Obviously Titans want their highest draft pick since Vince Young to succeed—Young went No. 3 in 2006, Locker went No. 8 in ‘11. As Locker told The Tennessean in late July:

They've pushed me and asked me to do some things I really wasn't comfortable with doing at first...Now I love it. I'm excited about it. It allows me to have more ownership of this offense.

Tennessee’s strength on offense is the 14th-ranked run blockers up front, according to Pro Football Focus (subscription required). Returning starters Andy Levitre (12.9), Michael Roos (11.8), Brian Schwenke (1.3) and Chance Warmack (1.0) all earned positive run-blocking grades from PFF.

Free agent right tackle Michael Oher rounds out the starting five up front, according to the unofficial depth chart at Titans Online. That puts top draft pick Taylor Lewan behind Roos for now. Oher as a run blocker in Baltimore mirrored the Ravens' performance in 2013, grading out to a career-low of minus-13.1 last season (per PFF).

Sankey got off to a sluggish start behind his new offensive line on Saturday, averaging only 2.8 yards per carry against the Green Bay Packers. But he did catch three passes for 38 yards and a score in inclement conditions.

It’s foolish to draw any conclusions from a rookie’s first preseason performance.

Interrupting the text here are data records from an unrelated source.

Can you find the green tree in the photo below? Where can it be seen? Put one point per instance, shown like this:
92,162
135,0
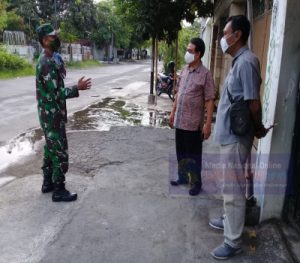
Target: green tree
80,18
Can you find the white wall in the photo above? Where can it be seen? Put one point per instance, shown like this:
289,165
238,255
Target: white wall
282,80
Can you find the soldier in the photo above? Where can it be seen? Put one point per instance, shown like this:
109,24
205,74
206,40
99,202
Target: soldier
51,97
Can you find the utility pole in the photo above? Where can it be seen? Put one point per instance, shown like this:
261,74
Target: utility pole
151,97
55,15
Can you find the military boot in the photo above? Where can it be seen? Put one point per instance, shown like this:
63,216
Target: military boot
61,194
47,186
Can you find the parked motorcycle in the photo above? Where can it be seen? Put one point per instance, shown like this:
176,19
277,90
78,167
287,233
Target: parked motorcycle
165,83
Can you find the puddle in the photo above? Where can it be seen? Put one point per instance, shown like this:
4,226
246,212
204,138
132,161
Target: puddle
113,112
100,116
6,180
24,145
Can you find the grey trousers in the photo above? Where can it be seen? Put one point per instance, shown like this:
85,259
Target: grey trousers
233,158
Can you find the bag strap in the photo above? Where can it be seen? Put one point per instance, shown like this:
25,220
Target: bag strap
229,95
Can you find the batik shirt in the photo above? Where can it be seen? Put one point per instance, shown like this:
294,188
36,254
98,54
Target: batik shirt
194,88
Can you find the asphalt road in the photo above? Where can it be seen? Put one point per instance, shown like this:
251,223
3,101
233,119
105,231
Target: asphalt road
17,97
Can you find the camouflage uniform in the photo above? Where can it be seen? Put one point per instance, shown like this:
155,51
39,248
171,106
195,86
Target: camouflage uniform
51,96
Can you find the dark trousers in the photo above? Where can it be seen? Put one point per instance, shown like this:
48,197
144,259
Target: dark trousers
189,155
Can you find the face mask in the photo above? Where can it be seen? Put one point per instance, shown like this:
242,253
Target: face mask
189,57
55,45
224,44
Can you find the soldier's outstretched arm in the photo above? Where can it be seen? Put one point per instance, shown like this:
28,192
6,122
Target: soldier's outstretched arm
83,84
46,86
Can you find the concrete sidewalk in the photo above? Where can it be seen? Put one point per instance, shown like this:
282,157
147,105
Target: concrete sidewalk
126,211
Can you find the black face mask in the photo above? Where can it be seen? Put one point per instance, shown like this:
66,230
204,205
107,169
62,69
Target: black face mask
55,44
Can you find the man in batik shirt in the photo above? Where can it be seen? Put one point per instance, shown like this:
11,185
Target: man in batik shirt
51,97
196,92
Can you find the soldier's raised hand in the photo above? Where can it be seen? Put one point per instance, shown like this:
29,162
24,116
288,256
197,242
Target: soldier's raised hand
84,84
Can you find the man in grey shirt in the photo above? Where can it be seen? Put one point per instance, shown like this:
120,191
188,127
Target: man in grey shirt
243,82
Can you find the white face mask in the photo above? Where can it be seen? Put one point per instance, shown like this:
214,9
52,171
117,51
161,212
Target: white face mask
224,44
189,57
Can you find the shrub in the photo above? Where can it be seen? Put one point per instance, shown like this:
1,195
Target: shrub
11,62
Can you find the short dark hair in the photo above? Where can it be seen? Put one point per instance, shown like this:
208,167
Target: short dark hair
240,22
199,45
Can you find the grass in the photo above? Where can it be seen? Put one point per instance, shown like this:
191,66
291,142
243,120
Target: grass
83,64
30,71
9,74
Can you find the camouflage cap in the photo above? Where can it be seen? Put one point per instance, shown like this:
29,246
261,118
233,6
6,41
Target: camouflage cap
46,30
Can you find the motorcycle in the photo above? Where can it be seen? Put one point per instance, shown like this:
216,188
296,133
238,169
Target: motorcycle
165,84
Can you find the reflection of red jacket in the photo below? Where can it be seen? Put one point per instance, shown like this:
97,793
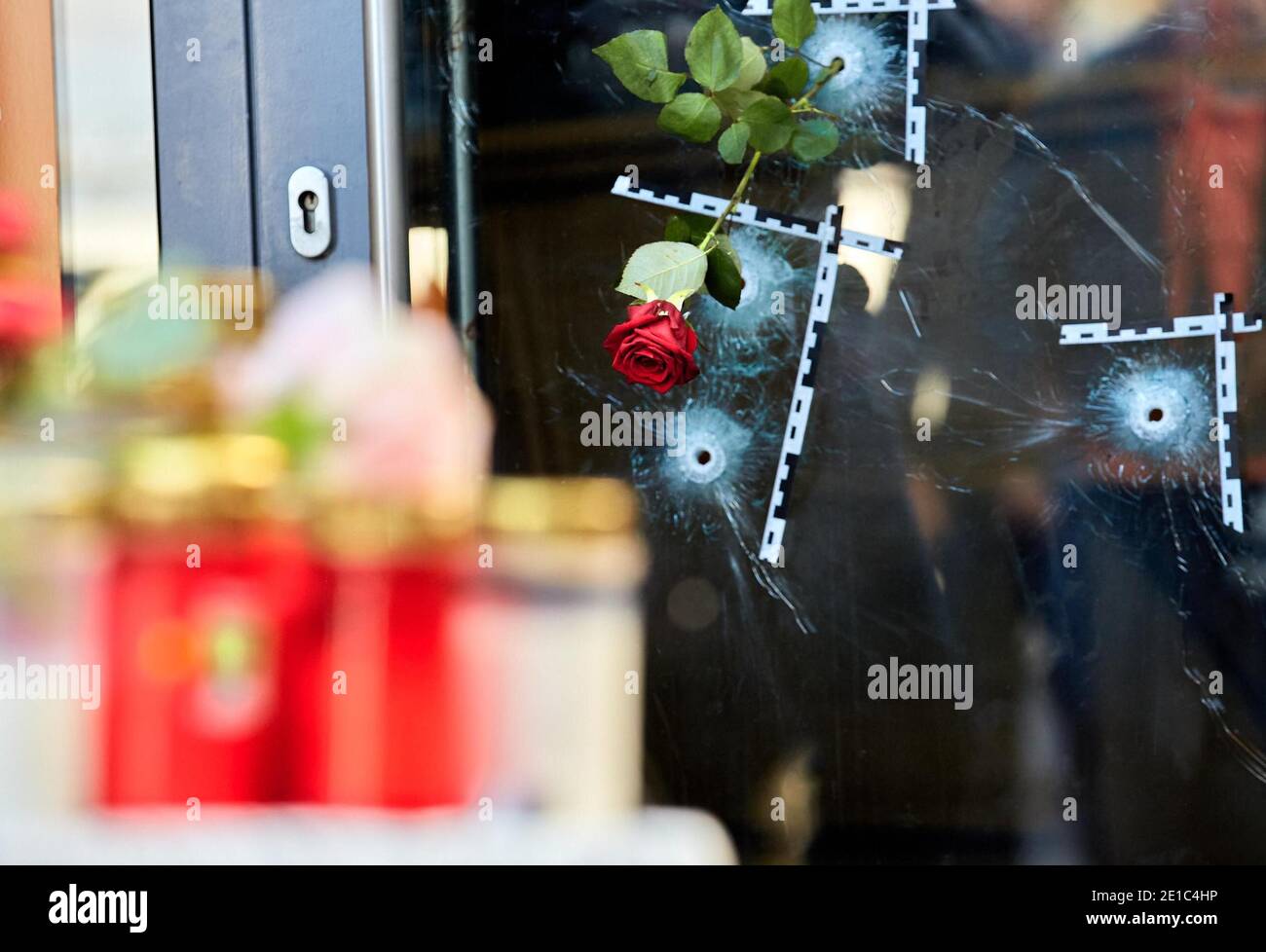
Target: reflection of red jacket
1213,199
1215,157
29,311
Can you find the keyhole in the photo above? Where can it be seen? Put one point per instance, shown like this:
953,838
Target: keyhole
308,201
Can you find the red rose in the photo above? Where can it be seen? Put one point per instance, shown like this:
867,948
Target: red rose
654,346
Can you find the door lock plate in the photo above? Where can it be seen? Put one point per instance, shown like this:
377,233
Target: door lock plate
309,211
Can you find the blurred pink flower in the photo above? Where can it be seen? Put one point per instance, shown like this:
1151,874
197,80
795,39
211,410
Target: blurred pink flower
416,421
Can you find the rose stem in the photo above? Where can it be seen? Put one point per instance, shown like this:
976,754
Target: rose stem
733,201
836,66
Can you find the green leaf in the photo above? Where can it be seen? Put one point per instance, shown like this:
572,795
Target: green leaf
640,59
692,117
732,143
725,273
786,80
752,70
814,139
688,227
733,101
714,52
663,269
794,21
770,125
678,231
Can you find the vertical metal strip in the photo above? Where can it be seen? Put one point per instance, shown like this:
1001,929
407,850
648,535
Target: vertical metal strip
463,242
389,238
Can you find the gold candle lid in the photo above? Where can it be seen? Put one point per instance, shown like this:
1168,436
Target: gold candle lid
578,505
577,533
204,476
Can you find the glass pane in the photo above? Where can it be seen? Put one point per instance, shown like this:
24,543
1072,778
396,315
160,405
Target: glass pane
1045,530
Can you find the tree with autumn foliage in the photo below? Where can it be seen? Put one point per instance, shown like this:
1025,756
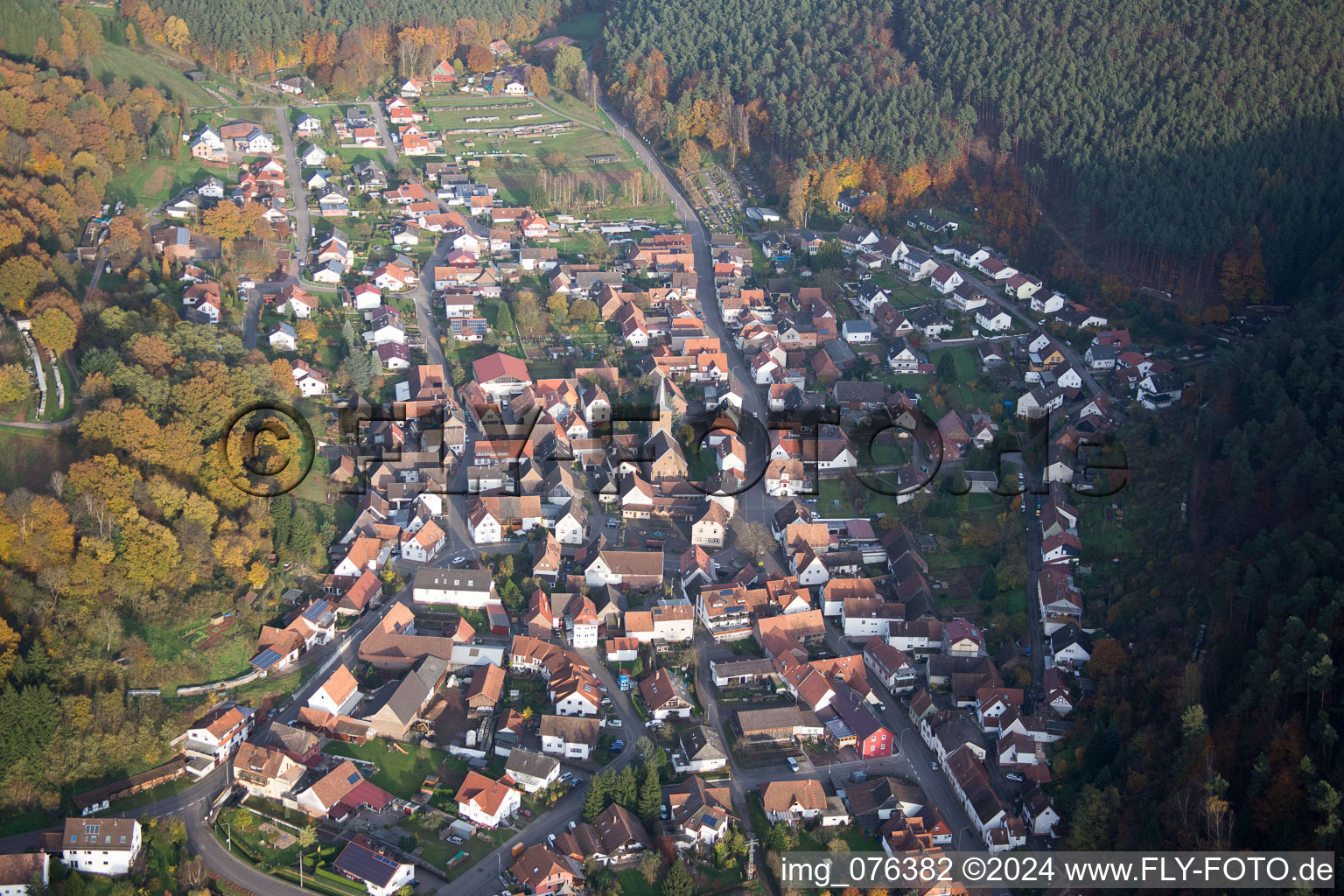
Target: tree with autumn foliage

Instead, keep in mind that Whisenhunt and general manager Ruston Webster could have taken any number of elite rushing talents in the draft: Jeremy Hill, Carlos Hyde, Charles Sims, Tre Mason, among others.

Tennessee tapped Sankey to anchor their running game, and they are poised to bask in instant gratification.


Stats provided by Pro Football Reference unless otherwise noted.